Over the past five years we’ve helped to pioneer the use of games as AI research environments to drive our machine learning and reinforcement learning research forwards, from 2D games in Atari, to full 3D environments such as Torcs, mastering the game of Go, or our forthcoming DeepMind Labyrinth. Here's a representation of what these research environments have looked like with L-R, Atari and Labyrinth.

StarCraft is an interesting testing environment for current AI research because it provides a useful bridge to the messiness of the real-world. The skills required for an agent to progress through the environment and play StarCraft well could ultimately transfer to real-world tasks.

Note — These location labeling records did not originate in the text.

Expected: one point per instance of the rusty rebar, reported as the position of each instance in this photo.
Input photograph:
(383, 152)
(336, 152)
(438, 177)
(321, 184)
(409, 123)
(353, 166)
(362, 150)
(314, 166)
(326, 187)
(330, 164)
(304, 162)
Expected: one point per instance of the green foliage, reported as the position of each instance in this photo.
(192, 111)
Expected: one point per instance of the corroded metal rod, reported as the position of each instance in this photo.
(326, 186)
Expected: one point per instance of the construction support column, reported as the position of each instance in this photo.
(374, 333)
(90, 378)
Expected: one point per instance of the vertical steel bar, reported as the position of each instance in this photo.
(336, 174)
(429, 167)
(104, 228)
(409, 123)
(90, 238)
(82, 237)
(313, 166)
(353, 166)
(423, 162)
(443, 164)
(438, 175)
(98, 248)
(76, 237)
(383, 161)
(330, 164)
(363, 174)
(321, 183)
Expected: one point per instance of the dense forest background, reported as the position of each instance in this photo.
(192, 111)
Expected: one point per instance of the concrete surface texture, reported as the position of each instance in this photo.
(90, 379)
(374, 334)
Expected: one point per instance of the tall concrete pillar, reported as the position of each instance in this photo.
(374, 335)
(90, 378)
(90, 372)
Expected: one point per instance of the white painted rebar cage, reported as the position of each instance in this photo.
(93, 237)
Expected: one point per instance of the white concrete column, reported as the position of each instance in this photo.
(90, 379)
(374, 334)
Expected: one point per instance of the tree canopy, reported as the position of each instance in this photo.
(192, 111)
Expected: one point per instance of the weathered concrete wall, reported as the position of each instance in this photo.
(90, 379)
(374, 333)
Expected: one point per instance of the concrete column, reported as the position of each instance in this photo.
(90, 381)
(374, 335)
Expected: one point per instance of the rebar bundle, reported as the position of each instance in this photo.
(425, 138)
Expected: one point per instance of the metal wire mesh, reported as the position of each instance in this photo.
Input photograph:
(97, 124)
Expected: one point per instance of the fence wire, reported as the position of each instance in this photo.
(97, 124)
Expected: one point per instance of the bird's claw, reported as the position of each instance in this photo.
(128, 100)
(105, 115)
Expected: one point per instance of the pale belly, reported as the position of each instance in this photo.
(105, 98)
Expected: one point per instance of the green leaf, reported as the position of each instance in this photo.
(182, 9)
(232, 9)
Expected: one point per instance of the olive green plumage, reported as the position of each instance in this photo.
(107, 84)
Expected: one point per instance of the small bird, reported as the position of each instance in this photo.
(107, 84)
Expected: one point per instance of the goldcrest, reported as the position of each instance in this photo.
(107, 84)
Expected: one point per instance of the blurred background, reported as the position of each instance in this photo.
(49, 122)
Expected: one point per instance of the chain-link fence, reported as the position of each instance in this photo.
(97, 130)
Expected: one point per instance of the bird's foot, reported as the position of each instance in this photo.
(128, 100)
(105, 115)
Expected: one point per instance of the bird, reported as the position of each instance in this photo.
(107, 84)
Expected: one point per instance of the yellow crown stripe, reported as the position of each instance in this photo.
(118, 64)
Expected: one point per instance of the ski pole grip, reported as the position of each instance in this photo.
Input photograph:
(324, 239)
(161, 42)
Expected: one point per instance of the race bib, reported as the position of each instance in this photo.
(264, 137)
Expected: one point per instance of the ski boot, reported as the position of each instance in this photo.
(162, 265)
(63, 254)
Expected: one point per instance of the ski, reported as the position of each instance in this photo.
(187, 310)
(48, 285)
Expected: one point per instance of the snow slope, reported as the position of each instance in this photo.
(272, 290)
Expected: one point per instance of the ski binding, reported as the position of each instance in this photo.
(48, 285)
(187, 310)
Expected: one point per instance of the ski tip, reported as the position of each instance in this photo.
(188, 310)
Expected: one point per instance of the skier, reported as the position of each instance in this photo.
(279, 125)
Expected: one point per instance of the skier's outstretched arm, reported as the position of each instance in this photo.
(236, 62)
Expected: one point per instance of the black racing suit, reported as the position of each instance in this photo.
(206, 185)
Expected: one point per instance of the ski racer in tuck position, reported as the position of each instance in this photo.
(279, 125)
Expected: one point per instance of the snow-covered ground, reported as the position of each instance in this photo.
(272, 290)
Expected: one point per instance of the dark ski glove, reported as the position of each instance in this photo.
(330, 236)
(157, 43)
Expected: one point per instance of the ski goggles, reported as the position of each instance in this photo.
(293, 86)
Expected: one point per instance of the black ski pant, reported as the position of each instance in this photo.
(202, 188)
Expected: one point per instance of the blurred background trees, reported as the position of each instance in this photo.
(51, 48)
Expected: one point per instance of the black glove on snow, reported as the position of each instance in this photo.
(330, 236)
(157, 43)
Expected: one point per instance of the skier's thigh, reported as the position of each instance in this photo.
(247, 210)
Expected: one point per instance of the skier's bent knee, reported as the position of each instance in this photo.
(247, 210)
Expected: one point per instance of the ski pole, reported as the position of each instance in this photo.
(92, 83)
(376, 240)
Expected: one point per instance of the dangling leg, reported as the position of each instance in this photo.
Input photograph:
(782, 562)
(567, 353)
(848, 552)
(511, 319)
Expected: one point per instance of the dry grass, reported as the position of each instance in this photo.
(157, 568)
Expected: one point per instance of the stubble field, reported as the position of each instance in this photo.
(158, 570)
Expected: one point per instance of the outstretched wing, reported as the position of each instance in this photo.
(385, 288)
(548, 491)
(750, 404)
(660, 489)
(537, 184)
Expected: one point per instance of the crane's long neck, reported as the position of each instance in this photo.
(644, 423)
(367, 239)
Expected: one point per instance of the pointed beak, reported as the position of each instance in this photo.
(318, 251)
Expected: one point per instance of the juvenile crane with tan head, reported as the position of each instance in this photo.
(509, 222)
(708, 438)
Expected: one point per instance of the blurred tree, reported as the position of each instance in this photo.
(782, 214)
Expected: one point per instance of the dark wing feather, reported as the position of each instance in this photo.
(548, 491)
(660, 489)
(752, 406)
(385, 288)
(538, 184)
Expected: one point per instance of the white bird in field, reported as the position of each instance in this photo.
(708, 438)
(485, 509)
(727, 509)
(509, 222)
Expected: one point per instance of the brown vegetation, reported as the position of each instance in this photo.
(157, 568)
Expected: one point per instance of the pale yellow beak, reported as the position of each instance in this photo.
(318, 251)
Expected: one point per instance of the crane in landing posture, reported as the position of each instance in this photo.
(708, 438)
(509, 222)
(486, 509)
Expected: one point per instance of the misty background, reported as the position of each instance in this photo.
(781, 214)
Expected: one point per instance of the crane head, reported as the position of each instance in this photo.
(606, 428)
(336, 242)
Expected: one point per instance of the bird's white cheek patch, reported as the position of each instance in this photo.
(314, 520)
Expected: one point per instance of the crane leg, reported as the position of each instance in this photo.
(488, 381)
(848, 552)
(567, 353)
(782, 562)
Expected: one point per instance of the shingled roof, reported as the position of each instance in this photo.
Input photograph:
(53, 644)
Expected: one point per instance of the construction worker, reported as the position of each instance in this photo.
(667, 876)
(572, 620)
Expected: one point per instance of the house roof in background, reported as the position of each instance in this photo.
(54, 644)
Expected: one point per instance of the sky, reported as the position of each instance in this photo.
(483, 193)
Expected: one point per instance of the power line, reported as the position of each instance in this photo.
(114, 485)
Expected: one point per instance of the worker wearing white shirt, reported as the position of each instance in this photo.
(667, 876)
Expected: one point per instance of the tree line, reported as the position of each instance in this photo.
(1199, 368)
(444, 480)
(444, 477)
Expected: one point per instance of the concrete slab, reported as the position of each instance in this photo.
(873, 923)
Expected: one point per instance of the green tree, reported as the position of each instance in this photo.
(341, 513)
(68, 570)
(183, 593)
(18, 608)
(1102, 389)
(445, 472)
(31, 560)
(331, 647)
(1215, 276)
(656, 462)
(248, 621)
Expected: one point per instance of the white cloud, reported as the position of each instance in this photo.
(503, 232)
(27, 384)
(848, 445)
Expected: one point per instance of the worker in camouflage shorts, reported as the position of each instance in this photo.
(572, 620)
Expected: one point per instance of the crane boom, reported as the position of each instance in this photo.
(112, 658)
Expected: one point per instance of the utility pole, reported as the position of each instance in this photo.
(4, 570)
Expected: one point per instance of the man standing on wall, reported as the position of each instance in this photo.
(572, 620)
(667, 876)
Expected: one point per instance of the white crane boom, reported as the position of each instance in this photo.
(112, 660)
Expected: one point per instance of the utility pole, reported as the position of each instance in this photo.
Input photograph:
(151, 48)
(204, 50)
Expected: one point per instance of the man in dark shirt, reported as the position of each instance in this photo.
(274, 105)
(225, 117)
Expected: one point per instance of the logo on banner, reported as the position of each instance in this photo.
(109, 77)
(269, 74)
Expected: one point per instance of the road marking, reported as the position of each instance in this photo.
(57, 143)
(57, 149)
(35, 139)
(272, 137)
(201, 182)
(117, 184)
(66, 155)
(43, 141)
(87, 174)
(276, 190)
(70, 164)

At the start of a game of StarCraft, players choose one of three races, each with distinct unit abilities and gameplay approaches. Players’ actions are governed by the in-game economy; minerals and gas must be gathered in order to produce new buildings and units. The opposing player builds up their base at the same time, but each player can only see parts of the map within range of their own units. Thus, players must send units to scout unseen areas in order to gain information about their opponent, and then remember that information over a long period of time. This makes for an even more complex challenge as the environment becomes partially observable - an interesting contrast to perfect information games such as Chess or Go. And this is a real-time strategy game - both players are playing simultaneously, so every decision needs to be computed quickly and efficiently.

An agent that can play StarCraft will need to demonstrate effective use of memory, an ability to plan over a long time, and the capacity to adapt plans based on new information. Computers are capable of extremely fast control, but that doesn’t necessarily demonstrate intelligence, so agents must interact with the game within limits of human dexterity in terms of “Actions Per Minute”. StarCraft’s high-dimensional action space is quite different from those previously investigated in reinforcement learning research; to execute something as simple as “expand your base to some location”, one must coordinate mouse clicks, camera, and available resources. This makes actions and planning hierarchical, which is a challenging aspect of Reinforcement Learning.

We’re particularly pleased that the environment we’ve worked with Blizzard to construct will be open and available to all researchers next year. We recognise the efforts of the developers and researchers from the Brood War community in recent years, and hope that this new, modern and flexible environment - supported directly by the team at Blizzard - will be widely used to advance the state-of-the-art.

We’ve worked closely with the StarCraft II team to develop an API that supports something similar to previous bots written with a “scripted” interface, allowing programmatic control of individual units and access to the full game state (with some new options as well). Ultimately agents will play directly from pixels, so to get us there, we’ve developed a new image-based interface that outputs a simplified low resolution RGB image data for map & minimap, and the option to break out features into separate “layers”, like terrain heightfield, unit type, unit health etc. Below is an example of what the feature layer API will look like.

We are also working with Blizzard to create “curriculum” scenarios, which present increasingly complex tasks to allow researchers of any level to get an agent up and running, and benchmark different algorithms and advances. Researchers will also have full flexibility and control to create their own tasks using the existing StarCraft II editing tools.

We’re really excited to see where our collaboration with Blizzard will take us. While we’re still a long way from being able to challenge a professional human player at the game of StarCraft II, we hope that the work we have done with Blizzard will serve as a useful testing platform for the wider AI research community.